И что Танька вовсе не предательница и изменница, а просто ее похитил старый ее хозяин сутенер и пытками на это ограбление вынудил.
И дальше я просила передать, чтобы они с милицией в подвале уже сидели и меня там ждали, и чтобы всю эту Лешину банду с поличным…
А Снежке я сказала:
– Не передашь – сдохнешь через полтора года от герыча или от СПИДа. А передашь, как я прошу, я обещаю, что вместе с Маргошей помогу на ноги встать, учиться, замуж выйти и все такое.
Ушла Снежка.
Я полтора часа вся не своя на привязи сидела – все ждала, как придут сейчас Леша с Лысым и забьют меня насмерть…
Но не пришли.
Не выдала меня Снежка.
Пришла через полтора часа.
Глядит на меня не моргая. …
Ну, не буду подробно про всю эту хренотень описывать – как мы на дело поехали, да как я, вся трясясь, сперва через ограду, а потом в окошко подвальное лезла, да как Леша мне сто раз напомнил про то, что мать мою в Великих Луках, да брата Сергуню вместе с ней порежет…

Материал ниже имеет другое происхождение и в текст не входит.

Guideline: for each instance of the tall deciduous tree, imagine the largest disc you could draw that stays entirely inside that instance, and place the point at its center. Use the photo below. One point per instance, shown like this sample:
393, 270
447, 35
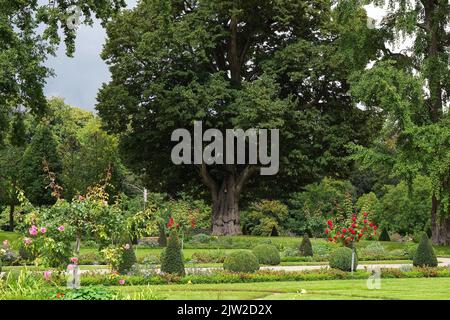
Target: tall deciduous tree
231, 64
33, 178
411, 89
24, 47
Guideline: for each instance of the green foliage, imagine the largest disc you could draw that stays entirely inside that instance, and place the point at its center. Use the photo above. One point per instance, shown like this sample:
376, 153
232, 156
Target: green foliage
384, 236
89, 293
33, 179
405, 210
127, 260
425, 256
267, 254
172, 260
241, 261
305, 248
308, 210
342, 259
265, 218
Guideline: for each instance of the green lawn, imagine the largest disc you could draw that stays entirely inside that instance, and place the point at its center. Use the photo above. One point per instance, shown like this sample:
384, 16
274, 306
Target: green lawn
414, 289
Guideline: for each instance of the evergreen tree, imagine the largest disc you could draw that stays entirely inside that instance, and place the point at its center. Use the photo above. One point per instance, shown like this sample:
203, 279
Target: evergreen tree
33, 178
172, 260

Прости меня, мамка, если что!
Кабы сорвалось, кабы заложила нас Снежанка-дура, так и не жить бы нам всем, всей семейке нашей непутевой. А и зачем нам, маманя, зачем нам такая жизнь? Жизнь, в которой ты, маманя, кроме стирки сраных кальсонов этих своих вечно пьяных хахелей да кроме подтирания заблеванных полов в нашей столовке, ничего хорошего не видала, да моя житуха, кабы не вырвалась я с помощью Маргоши – на что мне такая жизнь: отсасывать хачикам на заднем сиденье за пятьсот рублей? Да еще и по роже потом от Леши получать? Когда единственный оттяг – это риэлити-шоу по телику в нашей девичьей квартирке!
На хрена такая жизнь, маманя?
Так что рискнула я, а выскочили мы в дамки – срослось, как я запланировала, и жизнь наша обрела иной смысл!
Так что не за что мне, выходит, и прощения у тебя просить…
Одним словом, приехали мы под утро в квартал таунхаусный, где Маргоша обитала.
На двух машинах приехали. Леша, Лысый и еще два шкета, я их не знаю. Все бандюги отмороженные, клейма негде ставить. Сперва час выжидали, присматривались. Потом Леша меня вытолкал, под задницу подсадил и через ограду перебросил. У меня мобилка – для связи с ним. Нашла я то самое окошко.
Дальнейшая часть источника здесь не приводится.